The news regarding the construction of a hydropower plant caused reactions from many specialists in the field, who were against this intervention that could harm the environment, as well as the archaeological ruins of Nivica.

The municipality of Tepelena has expressed its opposition to the project of the hydroplant as well. According to a BIRN article:

For over a year, the municipality of Tepelena has refused to transfer the ownership of the forest and grazing land surface to the company Kendervica energy, which got the tender to build DRIZA 1 Hydro Power Plant.

The municipality declares that the HPP affects the canyons of the Nivica, which are a natural monument, and obstructs the touristic potential of the area, and the project has not been consulted with the citizens.

In June of the current year, the Administrative Court of Gjirokastra decided in favor of Kendervica Energy, which had sued the municipality for not implementing the process, and ordered the Municipality of Tepelena to complete the administrative actions of transferring the land, the forest, and pastures to be used by the concessionary company.

The court declared that the documents showed that the company, for the period 2014-mid 2016, had received the approval by the Ministry of Environment, the Ministry of Energy, and various subordinate agencies, which evaluated the project and its effects on the environment. Also the Ministry of Urban Development and Tourism and the National Council of Archeology and Restoration issued reports that the area was not a “priority for tourism” and that the HPP did not affect the cultural monuments or the areas with archeological potential.

Pretending that “the area is not a priority for tourism,” seems no longer to hold true after Prime Minister Edi Rama posted about Nivica on Facebook during the electoral campaign, where besides a collage of pictures from reconstructed facades of houses, he wrote:

I wish everyone a good day with this photo collage from Nivica, in Kurvelesh, one of the many heritages forgotten and in destitution for a quarter century, and which today has reclaimed its glory and has been transformed into a gem of our historical, cultural, and alpine tourism.
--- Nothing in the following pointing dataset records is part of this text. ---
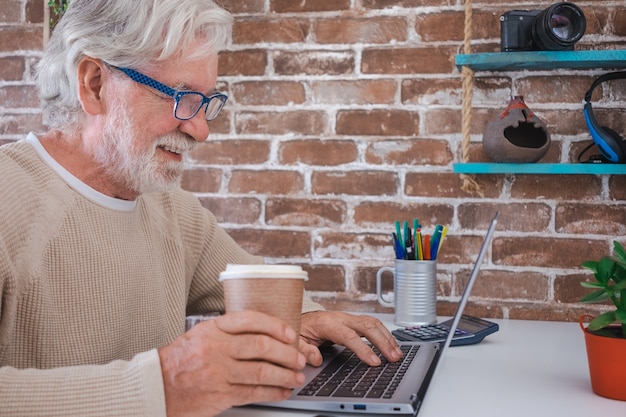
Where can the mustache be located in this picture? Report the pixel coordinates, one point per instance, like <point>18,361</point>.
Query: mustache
<point>177,142</point>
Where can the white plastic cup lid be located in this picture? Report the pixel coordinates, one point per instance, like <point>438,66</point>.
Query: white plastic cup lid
<point>234,271</point>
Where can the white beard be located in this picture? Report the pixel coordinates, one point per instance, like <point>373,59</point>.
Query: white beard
<point>128,165</point>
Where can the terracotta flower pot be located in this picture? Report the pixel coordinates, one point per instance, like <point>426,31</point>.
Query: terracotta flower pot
<point>516,135</point>
<point>607,364</point>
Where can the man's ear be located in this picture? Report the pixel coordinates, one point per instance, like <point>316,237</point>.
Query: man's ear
<point>90,85</point>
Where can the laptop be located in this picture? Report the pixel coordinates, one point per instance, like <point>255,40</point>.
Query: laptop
<point>390,389</point>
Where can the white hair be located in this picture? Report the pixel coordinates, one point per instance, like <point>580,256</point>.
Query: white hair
<point>125,33</point>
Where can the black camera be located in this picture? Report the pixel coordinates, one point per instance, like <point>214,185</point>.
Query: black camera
<point>556,28</point>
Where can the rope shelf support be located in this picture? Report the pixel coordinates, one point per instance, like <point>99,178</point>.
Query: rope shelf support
<point>470,184</point>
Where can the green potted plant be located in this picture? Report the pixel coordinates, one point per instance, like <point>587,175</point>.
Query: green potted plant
<point>605,336</point>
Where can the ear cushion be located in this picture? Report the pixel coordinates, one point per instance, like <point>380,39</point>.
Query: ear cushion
<point>611,144</point>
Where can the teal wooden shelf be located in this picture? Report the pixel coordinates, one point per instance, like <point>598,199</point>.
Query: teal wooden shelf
<point>538,168</point>
<point>542,60</point>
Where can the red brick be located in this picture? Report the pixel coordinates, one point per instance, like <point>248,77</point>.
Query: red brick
<point>269,93</point>
<point>507,285</point>
<point>305,212</point>
<point>518,217</point>
<point>273,243</point>
<point>352,246</point>
<point>202,180</point>
<point>20,124</point>
<point>617,190</point>
<point>591,219</point>
<point>382,4</point>
<point>377,122</point>
<point>439,121</point>
<point>265,182</point>
<point>19,96</point>
<point>563,89</point>
<point>234,210</point>
<point>401,60</point>
<point>286,6</point>
<point>318,152</point>
<point>409,152</point>
<point>12,68</point>
<point>330,278</point>
<point>11,11</point>
<point>259,30</point>
<point>34,11</point>
<point>282,123</point>
<point>354,183</point>
<point>313,62</point>
<point>362,30</point>
<point>560,187</point>
<point>231,152</point>
<point>546,252</point>
<point>567,288</point>
<point>21,39</point>
<point>384,213</point>
<point>245,62</point>
<point>445,26</point>
<point>353,92</point>
<point>432,91</point>
<point>619,25</point>
<point>222,123</point>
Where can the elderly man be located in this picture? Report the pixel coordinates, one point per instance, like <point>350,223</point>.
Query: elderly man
<point>102,255</point>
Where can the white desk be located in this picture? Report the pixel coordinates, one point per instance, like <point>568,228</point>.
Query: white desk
<point>527,368</point>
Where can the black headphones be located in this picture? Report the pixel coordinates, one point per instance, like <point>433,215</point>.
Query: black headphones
<point>611,144</point>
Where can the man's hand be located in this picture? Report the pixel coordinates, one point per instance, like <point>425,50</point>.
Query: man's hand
<point>319,327</point>
<point>235,359</point>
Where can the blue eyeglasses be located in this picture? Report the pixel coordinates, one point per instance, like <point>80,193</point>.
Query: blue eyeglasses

We have accomplished a lot. There is still more left to be done.

It is still unknown what will happen in Nivica because neither the construction of the hydropower plant nor the guesthouse has started.

What can be said for certain is that the project for the reconstruction of the roofs and facades of Nivica that the Prime Minister advertised is a project that has started since 2011, finished in 2014 and was financed by World Bank.

It seems that until now, the Rama government has approved projects that harm Nivica, like the construction of HPP Driza 1, and it has ignored projects that would help tourism.